Overall, I’m happy to be safe and in relatively good mental health with space and the ability to telework, but like everyone I’ve been distressed by the lack of coordination, some of the selfishness, and the real pain that people are in both financially and emotionally.
Work
I work in the partnerships’ organization at Google. Originally, I joined the company to lead YouTube’s Africa business. I did big sports deals and music deals and worked with television, film and independent creators. That work was incredible because it was so dynamic and nascent and there was a lot of opportunity to support Google’s Next Billion Users initiative.
After several years living inside a pinball machine—bouncing from Johannesburg to Los Angeles to New York to Paris to London, in February, I shifted to a role that’s focused on Google’s partnerships with the broadcast and cinema industry. I expected less travel, but to have no mobility at all has been a big adjustment.
Given that I’ve worked for a long time in the arts and media space, I’m really aware of exactly how painful this is for every step of the supply chain from production to post to distribution to end user consumption.
The production ecosystem is driven by a lot of freelance workers. Making movies or television is a lot like a political campaign. It comes together, does something amazing, and it disappears. On a set, there are carpenters, props folks, hair and makeup and costumes, people operating a huge range of complex equipment—and few of them are full-time employees. Figuring out how to make sure sets are safe so people can work is one of the big questions for the production of content going forward.
In terms of distribution, everyone from Disney and Warner Brothers to individual YouTube creators has been forced to rethink what they do given the current situation. We’ve seen some movies postpone cinematic release and others go direct to video on demand using Google Play and the YouTube Movies rental system. I’m interested to see how that evolves and becomes complementary to the traditional cinema experience.
For consumption, we’ve got a lot of people at home discovering and reconnecting to content that matters to them. Whether it’s educational stuff for kids, fitness and selfcare, spiritualism, DIY, or cooking, people are turning to videos that speak to immediate needs.
Anecdotally, my parents are academic physicians at the University of Chicago. Despite my having worked at YouTube for almost three years, they just discovered it during the lockdown. They asked me, “Did you know that we could watch Nigerian comedy videos?” I laughed and said, “Yes, I helped make it happen.”
As someone who believes that news and information are a vital public utility and media broadly is a public good, I’m glad that there’s been a huge explosion of interest from the public. I’m proud that Google’s services help people access content that matters to them.
For example, YouTube worked with some of the marquee film festivals including Cannes, Berlin, London, Tribeca, the Annecy Animation festival and many others, on We Are One Global Film Festival. It has been a really amazing, fast-moving initiative to make it possible for the independent film industry to connect to audiences and opens the festival experience to people who might not otherwise be able to access it.
We don’t have nearly enough information yet to know whether we’re seeing long-term shifts in behavior in the world of video. For now, we learn what we can and adapt quickly.
Processing it All
However, challenging it may be in the short term, I’m in solidarity with everybody who is working their way through this. It’s my dim hope that this will remind societies of our interconnectedness. I see the work I do as being focused on a globalized vision for how we all get better together.

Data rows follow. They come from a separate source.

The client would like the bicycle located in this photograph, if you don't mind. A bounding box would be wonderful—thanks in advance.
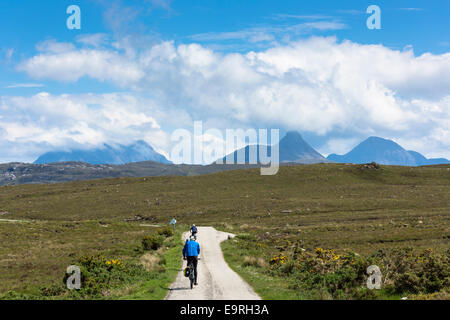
[188,262,195,290]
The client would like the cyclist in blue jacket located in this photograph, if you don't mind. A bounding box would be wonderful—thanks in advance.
[183,236,200,285]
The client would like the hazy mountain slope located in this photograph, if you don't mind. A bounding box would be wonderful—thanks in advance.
[34,140,171,164]
[223,131,330,163]
[327,137,449,166]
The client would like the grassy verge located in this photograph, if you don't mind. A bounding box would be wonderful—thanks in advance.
[0,222,182,300]
[120,226,182,300]
[221,240,299,300]
[222,233,450,300]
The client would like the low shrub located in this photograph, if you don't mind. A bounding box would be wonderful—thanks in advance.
[142,235,164,250]
[156,227,173,238]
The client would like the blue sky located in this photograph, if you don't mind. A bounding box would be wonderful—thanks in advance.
[0,0,450,162]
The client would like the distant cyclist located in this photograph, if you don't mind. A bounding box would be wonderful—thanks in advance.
[183,236,200,285]
[190,224,198,240]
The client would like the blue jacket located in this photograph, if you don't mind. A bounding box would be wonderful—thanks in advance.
[183,240,200,257]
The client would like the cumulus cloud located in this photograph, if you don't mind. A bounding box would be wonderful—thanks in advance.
[0,92,169,162]
[12,36,450,157]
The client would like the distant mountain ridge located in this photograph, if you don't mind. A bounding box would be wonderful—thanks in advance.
[222,131,331,164]
[34,140,171,164]
[327,137,450,166]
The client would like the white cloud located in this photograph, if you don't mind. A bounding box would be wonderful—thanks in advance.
[0,92,169,162]
[5,83,44,89]
[13,36,450,157]
[18,44,144,85]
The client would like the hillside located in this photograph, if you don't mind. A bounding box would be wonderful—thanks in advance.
[0,164,450,299]
[327,137,450,166]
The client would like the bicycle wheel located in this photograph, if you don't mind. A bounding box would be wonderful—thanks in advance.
[189,264,195,289]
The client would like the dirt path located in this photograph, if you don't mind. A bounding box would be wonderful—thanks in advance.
[166,227,261,300]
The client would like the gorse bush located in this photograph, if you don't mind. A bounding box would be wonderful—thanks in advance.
[255,248,450,299]
[374,248,450,293]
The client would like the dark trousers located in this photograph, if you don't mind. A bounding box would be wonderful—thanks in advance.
[187,257,198,282]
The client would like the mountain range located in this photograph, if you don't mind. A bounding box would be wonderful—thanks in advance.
[327,137,450,166]
[25,131,450,166]
[222,131,331,164]
[34,140,172,164]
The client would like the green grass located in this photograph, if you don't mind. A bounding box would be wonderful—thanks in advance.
[221,240,299,300]
[0,164,450,298]
[118,233,182,300]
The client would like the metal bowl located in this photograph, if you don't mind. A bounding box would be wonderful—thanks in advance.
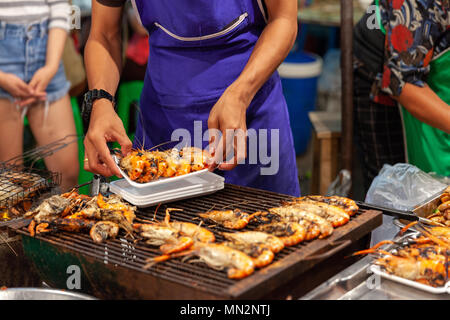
[0,288,96,300]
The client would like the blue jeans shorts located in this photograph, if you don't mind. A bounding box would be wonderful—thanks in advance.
[0,21,70,103]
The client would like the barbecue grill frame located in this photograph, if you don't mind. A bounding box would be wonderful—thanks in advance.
[8,185,382,299]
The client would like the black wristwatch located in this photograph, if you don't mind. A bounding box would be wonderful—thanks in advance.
[81,89,116,133]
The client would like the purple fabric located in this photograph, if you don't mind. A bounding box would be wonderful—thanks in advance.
[135,0,300,196]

There has been a backlash to the idea of globalization. But that runs contrary to the experience I’ve had as a worker and as a person. In terms of the digital space, media can travel, barriers to entry are getting lower, and borders are arbitrary.
This pandemic is an opportunity in the sense of never letting a crisis go to waste. Knowing that we will emerge into a different future, let’s find the insights, silver linings, and the lessons about consumer behavior, media production, and doing more with less that can serve us generally.